貝爾摩德警惕地看向突然出現的男人:“你是誰?”
“一個前往名古屋旅游的研究生,不是什么重要的人,只不過恰巧認識你懷里的那個女孩,她和我鄰居很熟悉,所以我碰巧見過她……”沖矢昴的手依舊沒放開松平原美,難說他是因為害怕松平野美一槍崩了對面還是什么別的理由。
“是嗎?”貝爾摩德的目光在松平原美和沖矢昴之間來回移動,“二位是認識嗎?”
“說來也巧……”松平原美笑了一聲,“這位先生的鄰居我也認識,我妹妹是不是會借住在那家……”

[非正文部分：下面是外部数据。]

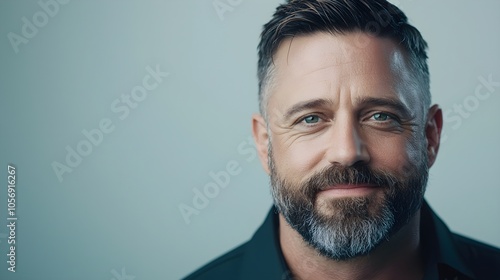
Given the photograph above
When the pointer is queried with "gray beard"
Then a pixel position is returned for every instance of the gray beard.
(342, 229)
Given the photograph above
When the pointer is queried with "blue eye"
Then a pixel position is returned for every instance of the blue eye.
(311, 119)
(381, 117)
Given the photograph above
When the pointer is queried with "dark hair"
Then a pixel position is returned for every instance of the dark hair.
(375, 17)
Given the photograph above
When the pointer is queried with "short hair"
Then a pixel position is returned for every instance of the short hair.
(378, 18)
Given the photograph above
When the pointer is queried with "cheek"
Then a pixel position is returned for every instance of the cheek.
(297, 160)
(396, 153)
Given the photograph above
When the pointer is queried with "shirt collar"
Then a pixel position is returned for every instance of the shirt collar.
(439, 251)
(263, 258)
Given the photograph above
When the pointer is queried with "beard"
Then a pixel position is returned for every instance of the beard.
(344, 228)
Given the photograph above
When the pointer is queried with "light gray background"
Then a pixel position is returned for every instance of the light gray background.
(117, 213)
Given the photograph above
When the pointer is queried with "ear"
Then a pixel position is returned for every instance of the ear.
(433, 129)
(261, 138)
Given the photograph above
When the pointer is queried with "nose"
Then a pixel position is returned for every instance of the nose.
(346, 146)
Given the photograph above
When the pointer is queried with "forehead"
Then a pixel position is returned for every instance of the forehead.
(322, 65)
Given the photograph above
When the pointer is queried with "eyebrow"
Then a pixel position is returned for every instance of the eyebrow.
(394, 104)
(310, 104)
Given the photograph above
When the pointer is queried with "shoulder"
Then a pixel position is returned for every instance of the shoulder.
(482, 258)
(226, 266)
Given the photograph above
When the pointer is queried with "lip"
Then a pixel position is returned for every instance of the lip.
(349, 190)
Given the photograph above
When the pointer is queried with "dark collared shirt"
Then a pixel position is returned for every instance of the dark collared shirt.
(446, 255)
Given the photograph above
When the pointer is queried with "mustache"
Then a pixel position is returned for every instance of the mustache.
(348, 175)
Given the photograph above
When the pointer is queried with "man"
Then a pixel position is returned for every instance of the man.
(347, 133)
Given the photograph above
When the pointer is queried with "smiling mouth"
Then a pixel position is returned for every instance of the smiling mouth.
(349, 190)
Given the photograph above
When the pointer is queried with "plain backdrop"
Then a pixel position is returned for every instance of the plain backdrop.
(116, 214)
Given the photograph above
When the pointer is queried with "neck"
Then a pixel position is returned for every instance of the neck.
(397, 258)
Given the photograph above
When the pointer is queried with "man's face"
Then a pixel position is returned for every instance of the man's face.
(347, 148)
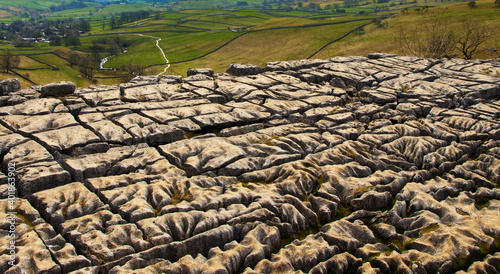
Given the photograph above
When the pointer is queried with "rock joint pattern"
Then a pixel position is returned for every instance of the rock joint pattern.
(378, 164)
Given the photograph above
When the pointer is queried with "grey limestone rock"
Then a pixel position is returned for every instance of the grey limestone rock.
(377, 164)
(8, 86)
(240, 70)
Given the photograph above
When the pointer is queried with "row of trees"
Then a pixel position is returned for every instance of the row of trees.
(434, 38)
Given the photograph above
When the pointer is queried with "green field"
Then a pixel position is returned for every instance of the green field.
(202, 36)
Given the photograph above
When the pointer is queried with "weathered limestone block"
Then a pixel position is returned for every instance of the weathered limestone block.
(8, 86)
(40, 176)
(240, 69)
(63, 253)
(66, 202)
(196, 156)
(25, 154)
(34, 124)
(100, 97)
(35, 107)
(141, 94)
(145, 130)
(114, 243)
(314, 249)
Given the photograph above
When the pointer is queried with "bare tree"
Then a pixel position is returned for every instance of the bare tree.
(432, 39)
(9, 61)
(470, 36)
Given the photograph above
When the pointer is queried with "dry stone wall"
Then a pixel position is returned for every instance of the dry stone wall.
(376, 164)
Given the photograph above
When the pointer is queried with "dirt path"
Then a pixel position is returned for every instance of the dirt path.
(161, 50)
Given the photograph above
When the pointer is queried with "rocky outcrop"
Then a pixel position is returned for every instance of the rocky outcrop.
(57, 89)
(374, 164)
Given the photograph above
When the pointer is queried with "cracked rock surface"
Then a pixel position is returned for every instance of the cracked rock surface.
(377, 164)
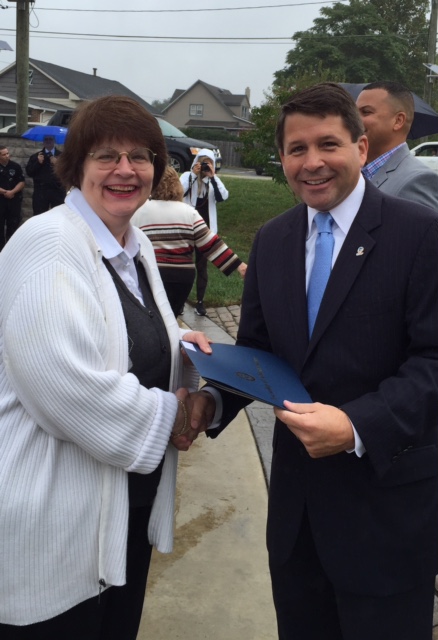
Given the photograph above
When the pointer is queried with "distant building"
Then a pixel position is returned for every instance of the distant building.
(208, 107)
(52, 87)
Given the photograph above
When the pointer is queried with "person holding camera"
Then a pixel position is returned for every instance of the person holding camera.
(47, 190)
(203, 189)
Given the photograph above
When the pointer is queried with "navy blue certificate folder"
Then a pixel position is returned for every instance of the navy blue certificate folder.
(248, 372)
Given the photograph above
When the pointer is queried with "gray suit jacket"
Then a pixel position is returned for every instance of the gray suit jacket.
(405, 176)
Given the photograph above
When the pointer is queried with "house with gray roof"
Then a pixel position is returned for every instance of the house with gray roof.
(52, 87)
(208, 107)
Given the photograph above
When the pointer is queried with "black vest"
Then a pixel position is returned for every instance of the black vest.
(149, 353)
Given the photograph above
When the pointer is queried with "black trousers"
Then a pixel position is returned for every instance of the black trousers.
(201, 263)
(309, 608)
(178, 292)
(46, 197)
(116, 613)
(10, 217)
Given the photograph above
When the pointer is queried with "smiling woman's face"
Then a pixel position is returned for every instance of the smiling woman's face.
(115, 193)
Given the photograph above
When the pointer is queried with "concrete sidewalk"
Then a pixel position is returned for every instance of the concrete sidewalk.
(215, 585)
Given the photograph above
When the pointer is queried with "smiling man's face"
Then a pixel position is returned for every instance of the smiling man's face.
(320, 161)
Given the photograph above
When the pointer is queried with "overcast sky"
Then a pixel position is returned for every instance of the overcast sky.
(151, 62)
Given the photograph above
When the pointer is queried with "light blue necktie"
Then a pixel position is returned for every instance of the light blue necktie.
(321, 267)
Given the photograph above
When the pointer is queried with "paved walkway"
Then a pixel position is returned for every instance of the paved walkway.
(215, 585)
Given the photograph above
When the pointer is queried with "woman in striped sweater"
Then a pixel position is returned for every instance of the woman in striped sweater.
(175, 229)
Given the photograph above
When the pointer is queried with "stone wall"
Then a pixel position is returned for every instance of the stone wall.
(229, 151)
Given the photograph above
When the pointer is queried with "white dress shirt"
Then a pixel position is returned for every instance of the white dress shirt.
(343, 216)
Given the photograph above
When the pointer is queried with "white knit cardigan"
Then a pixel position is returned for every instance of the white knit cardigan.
(73, 421)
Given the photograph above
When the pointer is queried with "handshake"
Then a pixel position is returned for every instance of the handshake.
(195, 414)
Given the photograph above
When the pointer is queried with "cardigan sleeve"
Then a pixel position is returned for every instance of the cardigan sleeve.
(55, 349)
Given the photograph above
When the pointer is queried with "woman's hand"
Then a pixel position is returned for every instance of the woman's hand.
(199, 338)
(182, 435)
(242, 269)
(197, 168)
(195, 414)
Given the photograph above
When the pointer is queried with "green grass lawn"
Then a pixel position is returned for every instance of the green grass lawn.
(250, 204)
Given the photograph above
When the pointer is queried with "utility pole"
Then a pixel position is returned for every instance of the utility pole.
(22, 63)
(431, 48)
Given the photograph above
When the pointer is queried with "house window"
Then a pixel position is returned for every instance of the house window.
(196, 110)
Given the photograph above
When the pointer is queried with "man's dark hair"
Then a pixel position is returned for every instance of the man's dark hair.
(403, 98)
(322, 100)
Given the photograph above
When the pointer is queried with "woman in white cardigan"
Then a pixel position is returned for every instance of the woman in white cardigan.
(203, 189)
(93, 403)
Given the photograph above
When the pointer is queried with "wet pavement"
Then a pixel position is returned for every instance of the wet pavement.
(216, 585)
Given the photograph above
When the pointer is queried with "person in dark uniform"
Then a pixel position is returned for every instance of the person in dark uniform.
(47, 190)
(11, 186)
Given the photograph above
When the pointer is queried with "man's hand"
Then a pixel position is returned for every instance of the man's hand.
(202, 407)
(197, 168)
(324, 430)
(242, 269)
(195, 417)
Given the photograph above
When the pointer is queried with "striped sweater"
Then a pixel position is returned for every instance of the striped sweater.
(175, 229)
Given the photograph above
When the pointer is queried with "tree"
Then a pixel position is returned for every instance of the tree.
(258, 147)
(363, 41)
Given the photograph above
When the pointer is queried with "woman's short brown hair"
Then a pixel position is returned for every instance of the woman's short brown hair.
(117, 118)
(169, 187)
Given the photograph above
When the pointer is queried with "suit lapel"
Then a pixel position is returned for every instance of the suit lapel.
(355, 252)
(391, 165)
(293, 257)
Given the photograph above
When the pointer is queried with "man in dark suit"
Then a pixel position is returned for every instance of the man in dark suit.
(387, 111)
(353, 499)
(48, 192)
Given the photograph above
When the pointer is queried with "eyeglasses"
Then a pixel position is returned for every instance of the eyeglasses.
(110, 158)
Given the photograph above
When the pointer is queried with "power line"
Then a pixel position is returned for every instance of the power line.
(275, 6)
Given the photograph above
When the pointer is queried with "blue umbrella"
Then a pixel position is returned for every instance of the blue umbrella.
(39, 132)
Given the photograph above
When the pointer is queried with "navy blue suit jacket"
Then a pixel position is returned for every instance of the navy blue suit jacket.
(374, 354)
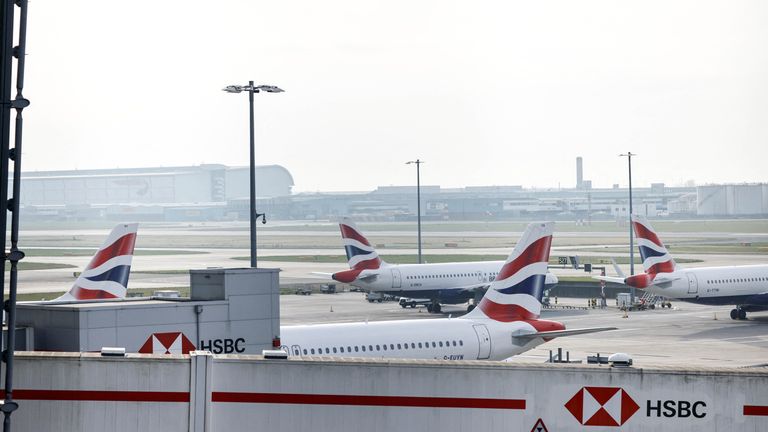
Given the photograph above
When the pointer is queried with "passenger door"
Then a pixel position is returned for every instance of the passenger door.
(396, 278)
(693, 284)
(295, 351)
(484, 340)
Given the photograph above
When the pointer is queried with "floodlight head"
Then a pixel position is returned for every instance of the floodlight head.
(269, 89)
(233, 89)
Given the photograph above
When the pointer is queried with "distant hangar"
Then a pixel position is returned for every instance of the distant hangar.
(170, 193)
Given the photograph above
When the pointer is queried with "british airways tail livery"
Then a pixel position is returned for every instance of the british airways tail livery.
(106, 276)
(444, 283)
(746, 287)
(516, 293)
(360, 254)
(505, 323)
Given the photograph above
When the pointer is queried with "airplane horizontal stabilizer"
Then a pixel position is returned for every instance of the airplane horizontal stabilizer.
(610, 279)
(561, 333)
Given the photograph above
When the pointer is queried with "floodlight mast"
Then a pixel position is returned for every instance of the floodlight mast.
(251, 89)
(418, 163)
(629, 155)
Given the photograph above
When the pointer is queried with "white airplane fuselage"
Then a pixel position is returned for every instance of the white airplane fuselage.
(434, 280)
(445, 339)
(729, 285)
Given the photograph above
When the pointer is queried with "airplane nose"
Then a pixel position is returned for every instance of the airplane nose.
(642, 280)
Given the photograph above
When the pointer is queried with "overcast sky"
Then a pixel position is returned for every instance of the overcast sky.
(487, 92)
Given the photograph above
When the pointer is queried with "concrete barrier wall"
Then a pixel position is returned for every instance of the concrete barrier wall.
(207, 393)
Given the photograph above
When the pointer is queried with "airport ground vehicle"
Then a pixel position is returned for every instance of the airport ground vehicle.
(412, 303)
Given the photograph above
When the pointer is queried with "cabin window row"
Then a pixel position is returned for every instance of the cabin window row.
(715, 281)
(447, 275)
(382, 347)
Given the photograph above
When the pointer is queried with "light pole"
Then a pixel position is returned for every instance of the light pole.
(251, 89)
(418, 198)
(629, 155)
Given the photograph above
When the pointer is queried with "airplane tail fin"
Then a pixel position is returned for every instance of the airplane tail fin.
(106, 276)
(360, 254)
(656, 258)
(516, 292)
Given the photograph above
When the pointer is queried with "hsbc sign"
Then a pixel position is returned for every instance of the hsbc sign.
(602, 406)
(613, 406)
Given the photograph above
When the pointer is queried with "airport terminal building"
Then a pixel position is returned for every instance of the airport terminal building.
(214, 192)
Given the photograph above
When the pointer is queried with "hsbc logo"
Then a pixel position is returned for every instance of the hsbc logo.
(602, 406)
(167, 343)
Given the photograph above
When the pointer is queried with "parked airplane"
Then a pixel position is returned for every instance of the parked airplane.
(743, 286)
(447, 283)
(106, 276)
(505, 322)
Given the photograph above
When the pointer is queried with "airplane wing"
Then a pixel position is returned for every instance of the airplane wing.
(618, 270)
(561, 333)
(664, 282)
(610, 279)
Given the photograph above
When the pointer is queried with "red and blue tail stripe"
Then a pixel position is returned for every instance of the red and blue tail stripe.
(656, 258)
(360, 254)
(516, 293)
(106, 276)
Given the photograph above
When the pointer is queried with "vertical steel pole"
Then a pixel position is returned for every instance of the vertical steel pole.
(11, 154)
(252, 212)
(631, 231)
(418, 202)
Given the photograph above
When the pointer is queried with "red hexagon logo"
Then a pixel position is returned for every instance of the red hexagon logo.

“這樣嗎?”貝爾摩德也急著將懷里的人脫手,“那就拜托你了,我實在是不認識這個人女生是誰……”
“沒關系……”沖矢昴笑瞇瞇地放開松平原美的手,接過了世良真純,“我會送她去通行人那里的……”
“這樣最好了……”
貝爾摩德松了一口氣,想著現在有第三個人在場,松平原美應該不會對自己動手,趕在兩人之前先一步離開。
…………
“可是偵探先生……”能登泰策還有沒想明白的點,“你的推理是不是有些地方說不通啊?要給房間里的防盜鏈加一節也不是那么容易的事情啊!如果我房間的燈泡沒壞的話,也不會把列車員叫到我房間來啊!”
出波茉利:“我叫列車員也只是因為那時候有別人把手表放在我房間里,那個手表的鬧鈴突然響了……”
“這個答案還不明顯嗎?”德川香奈光是聽他們倆說,就已經知道是怎么回事了,“什么燈泡壞了,手表的鬧鈴,都是這個大叔搞的鬼唄……”
柯南:“列車員之前不是說過嗎?他們少了一件制服,恐怕偷走的人就是安東諭先生,他穿著制服混進了發車前的例行檢查,給案發現場b室的防盜鏈增加一節,把能登泰策先生所在的A室的燈換上個壞的燈泡,再把可以遙控鬧鈴的手表藏到出波茉利小姐所在的E室里,都是易如反掌。然后出波茉利小姐在E室門口和列車員爭論的時候,再次讓鬧鈴響起來分散他們的注意,犯罪后躲在b室的安東諭先生就算拉動釣魚線來打開c室貼滿了鏡子的門,也都不不會被發現了吧?
接著,在那扇門的遮擋下從外面把b室的防盜鏈掛好后,再像是從自己的房間里出來一樣,‘啪嗒’一下就把貼著鏡子的門關上,往出波茉利小姐那里走去。如此一來,雖然列車員一直待在走廊上,也無法看到任何人出入案發現場b室!”
“至此,安東諭先生,你就是殺害室橋悅人的兇手,你還有什么要說的嗎?”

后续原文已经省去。